Kuzey Kıbrıs Türk Cumhuriyeti, Türk Devletler Teşkilatı’na gözlemci üye olarak bu yıl çok önemli tarihi bir adım attı. 150 milyon nüfusa sahip çok geniş bir Türk coğrafyasının kapısı ülkemiz için aralandı.
Siyaset, ticaret, gümrük, ulaştırma, enerji, sağlık, bilişim, eğitim, gençlik ve spor gibi pek çok alanda bize önemli avantajlar sunacak bu adım daha başlangıç.
Ancak üzülerek görüyoruz ki bu tarihi adım bile bazı çevreler tarafında özelikle küçümseniyor.
Rumlar bile bu gelişmenin önemini bizden daha fazla kavradı. O yüzden ulaşabildikleri her ülkede ellerinden geldiği kadar yaygara çıkarmaya çalışıyorlar.
“KKTC’nin seviyesi yükseliyor” diyen Rumları anlıyoruz da ya içimizde bu adımdan rahatsız olanlara ne diyeceğiz?
KKTC’nin seviyesinin yükselmesi içimizdeki belli bir kesimi neden rahatsız ediyor?
Nedeni gayet basit...
Çünkü federasyon zemininde yapılan görüşmelerin tarihe karıştığını onlar da görüyor.
Federasyon denen şey nedir? KKTC’yi ortadan kaldırıp Rumlarla yeni bir devlet kurma anlamına geliyor.
Bizden devletimizi yıkmamızı ve ortak bir devlet kurmamızı istiyorlar.
Kendi kurduğumuz devleti kendi elimizle yıkma gafletine hiçbir siyasal iktidar düşemez.
Ancak KKTC’ye daha en başından beri inanmayan, “sahte devlet” diye küçümseyen bir grup da ne yazık ki ülkemizde oldukça güçlü bir şekilde boy gösteriyor.

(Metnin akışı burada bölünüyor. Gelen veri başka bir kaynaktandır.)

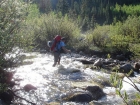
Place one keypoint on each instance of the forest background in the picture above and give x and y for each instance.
(109, 26)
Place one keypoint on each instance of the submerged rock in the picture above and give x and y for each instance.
(29, 87)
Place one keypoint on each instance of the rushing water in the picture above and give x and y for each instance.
(54, 82)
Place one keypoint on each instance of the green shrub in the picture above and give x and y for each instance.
(99, 36)
(12, 12)
(47, 26)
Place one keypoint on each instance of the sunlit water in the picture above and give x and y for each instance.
(54, 82)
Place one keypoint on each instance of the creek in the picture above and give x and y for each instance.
(54, 82)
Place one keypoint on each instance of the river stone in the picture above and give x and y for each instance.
(126, 68)
(29, 87)
(80, 97)
(96, 92)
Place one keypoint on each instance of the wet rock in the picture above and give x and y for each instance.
(29, 87)
(85, 61)
(120, 57)
(96, 92)
(80, 97)
(98, 63)
(126, 68)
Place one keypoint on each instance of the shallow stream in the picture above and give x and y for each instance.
(54, 82)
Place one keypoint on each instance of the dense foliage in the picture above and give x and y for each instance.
(12, 13)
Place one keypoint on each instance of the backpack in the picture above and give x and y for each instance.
(52, 44)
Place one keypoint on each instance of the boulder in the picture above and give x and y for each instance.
(126, 68)
(29, 87)
(96, 92)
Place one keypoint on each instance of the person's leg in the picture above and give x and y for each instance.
(59, 61)
(56, 58)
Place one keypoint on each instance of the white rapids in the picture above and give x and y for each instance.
(53, 82)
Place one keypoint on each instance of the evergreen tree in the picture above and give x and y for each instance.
(63, 6)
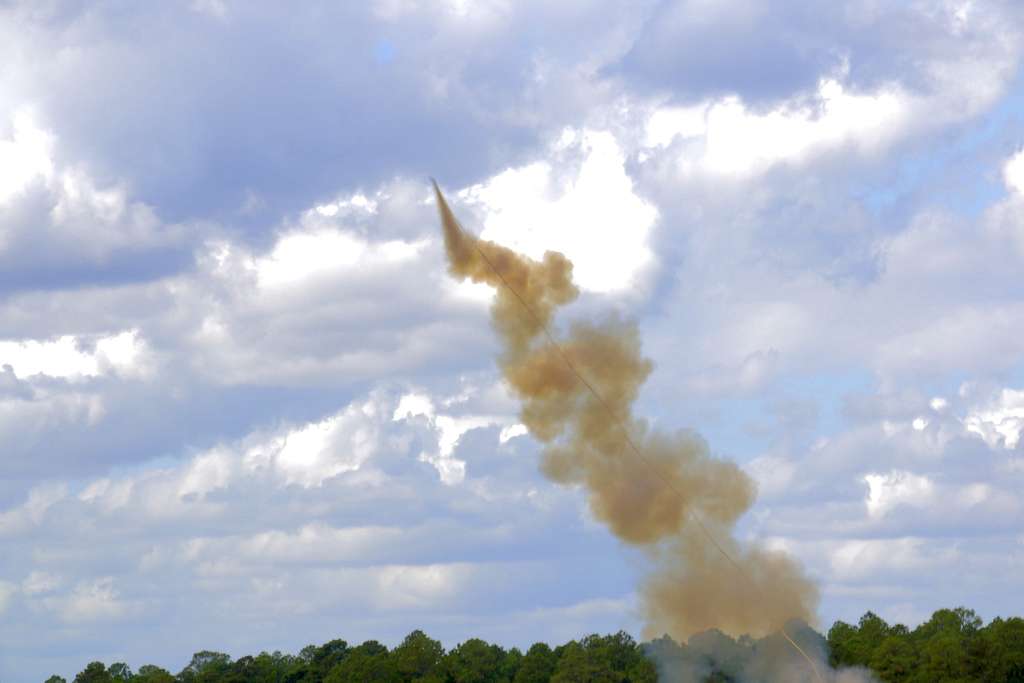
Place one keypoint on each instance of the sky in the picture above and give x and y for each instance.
(243, 406)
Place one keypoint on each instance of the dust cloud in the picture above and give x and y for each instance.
(664, 493)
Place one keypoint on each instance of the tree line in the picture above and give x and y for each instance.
(950, 647)
(953, 646)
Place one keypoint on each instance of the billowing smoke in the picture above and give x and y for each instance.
(664, 493)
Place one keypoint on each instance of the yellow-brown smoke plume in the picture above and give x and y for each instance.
(664, 493)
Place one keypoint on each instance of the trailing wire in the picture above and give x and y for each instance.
(692, 515)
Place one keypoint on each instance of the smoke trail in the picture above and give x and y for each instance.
(672, 499)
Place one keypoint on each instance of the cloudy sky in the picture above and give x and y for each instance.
(243, 407)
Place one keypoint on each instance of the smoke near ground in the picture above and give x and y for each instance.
(656, 501)
(713, 655)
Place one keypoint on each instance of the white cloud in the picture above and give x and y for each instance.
(591, 215)
(419, 586)
(90, 601)
(1013, 172)
(39, 582)
(725, 137)
(7, 592)
(41, 498)
(886, 492)
(25, 157)
(304, 254)
(999, 422)
(312, 454)
(450, 429)
(861, 558)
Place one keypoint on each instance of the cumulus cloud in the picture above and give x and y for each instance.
(227, 341)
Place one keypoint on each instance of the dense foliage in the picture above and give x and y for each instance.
(615, 658)
(951, 647)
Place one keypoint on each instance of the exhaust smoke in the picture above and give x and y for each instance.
(664, 493)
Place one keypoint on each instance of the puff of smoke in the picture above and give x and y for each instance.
(664, 493)
(712, 655)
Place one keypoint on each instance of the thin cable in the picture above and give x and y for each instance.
(616, 419)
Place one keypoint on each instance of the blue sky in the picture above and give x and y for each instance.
(244, 408)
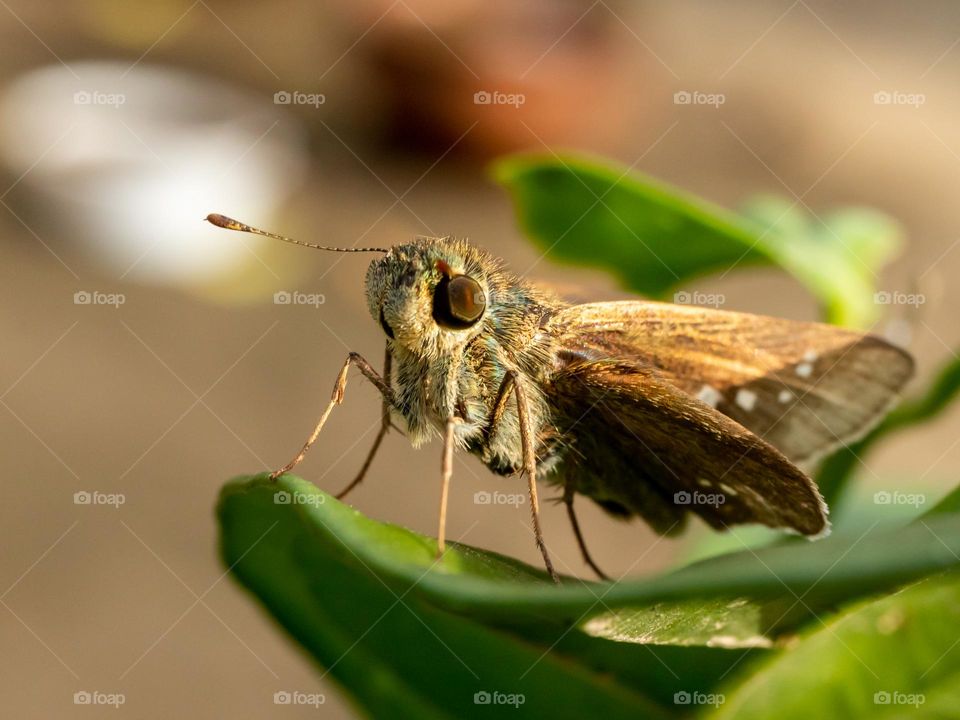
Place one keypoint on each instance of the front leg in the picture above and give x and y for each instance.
(385, 424)
(337, 398)
(511, 384)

Bu devletin her makamına gelip, her imkanından faydalanan, ondan sonra da KKTC’ye “Sahte devlet” diyen bu kesime söyleyecek bir söz bulmak zor.
Ancak her ne olursa olsun KKTC’nin varlığı uluslararası camiada yavaş da olsa kabul ediliyor.
Verilen siyasi mücadelenin ilk sonuçlarını Türk Devletler Teşkilatı’na gözlemci üye statüsüyle aldık. Ancak bu mücadele henüz bitmedi tam aksine yeni başlıyor.
Uzun solukluk olacak bu yürüyüşte başarılı olabilmek için KKTC’nin varlığına önce iktidarıyla muhalefetiyle biz inanmalıyız.
Aksi halde müzakere masalarında yarım asırdan bu yana yaptıkları gibi yine bizimle oyuncak gibi oynamaya devam ederler. Bizden söylemesi…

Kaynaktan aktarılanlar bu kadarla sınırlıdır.